Advanced C++ (default)
ANSI SQL

ANSI SQL mode is enabled with a special comment --!ansi-lexer that must be in the beginning of the query.

Specifics of interpretation of lexical elements in different compatibility modes are described below.

Comments

The following types of comments are supported:

Single-line comment: starts with -- (two minus characters following one another) and continues to the end of the line
Multiline comment: starts with /* and ends with */

SELECT 1; -- A single-line comment
/*
   Some multi-line comment
*/

In C++ syntax compatibility mode (default), a multiline comment ends with the nearest */.
The ANSI SQL syntax compatibility mode accounts for nesting of multiline comments:

--!ansi_lexer
SELECT * FROM T; /* this is a comment /* this is a nested comment, without ansi_lexer it raises an error  */ */

Keywords and identifiers

Keywords are tokens that have a fixed value in the YQL language. Examples of keywords: SELECT, INSERT, FROM, ACTION, and so on. Keywords are case-insensitive, that is, SELECT and SeLEcT are equivalent to each other.
The list of keywords is not fixed and is going to expand as the language develops. A keyword can’t contain numbers and begin or end with an underscore.
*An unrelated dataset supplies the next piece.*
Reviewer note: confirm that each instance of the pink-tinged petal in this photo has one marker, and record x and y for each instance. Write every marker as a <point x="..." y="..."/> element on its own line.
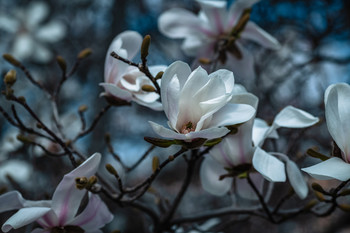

Identifiers are tokens that identify the names of tables, columns, and other objects in YQL. Identifiers in YQL are always case-sensitive.
An identifier can be written in the body of the program without any special formatting, if the identifier:

Is not a keyword
Begins with a Latin letter or underscore
Is followed by a Latin letter, an underscore, or a number

SELECT my_column FROM my_table; -- my_column and my_table are identifiers

To include an arbitrary ID in the body of a query, the ID is enclosed in backticks:

SELECT `column with space` from T;
SELECT * FROM `my_dir/my_table`

IDs in backticks are never interpreted as keywords:

SELECT `select` FROM T; -- select - Column name in the T table

When using backticks, you can use the standard C escaping:

SELECT 1 as `column with\n newline, \x0a newline and \` backtick `;

In ANSI SQL syntax compatibility mode, arbitrary IDs can also be enclosed in double quotes. To include a double quote in a quoted ID, use two double quotes:

--!ansi_lexer
SELECT 1 as "column with "" double quote"; -- column name will be: column with " double quote

String literals

A string literal (constant) is expressed as a sequence of characters enclosed in single quotes. Inside a string literal, you can use the C-style escaping rules:

SELECT 'string with\n newline, \x0a newline and \' backtick ';

In the C++ syntax compatibility mode (default), you can use double quotes instead of single quotes:

SELECT "string with\n newline, \x0a newline and \" backtick ";

In ASNI SQL compatibility mode, double quotes are used for IDs, and the only escaping that can be used for string literals is a pair of single quotes:

--!ansi_lexer
SELECT 'string with '' quote'; -- result: a string with a ' quote

String literals can be used to produce primitive type literals.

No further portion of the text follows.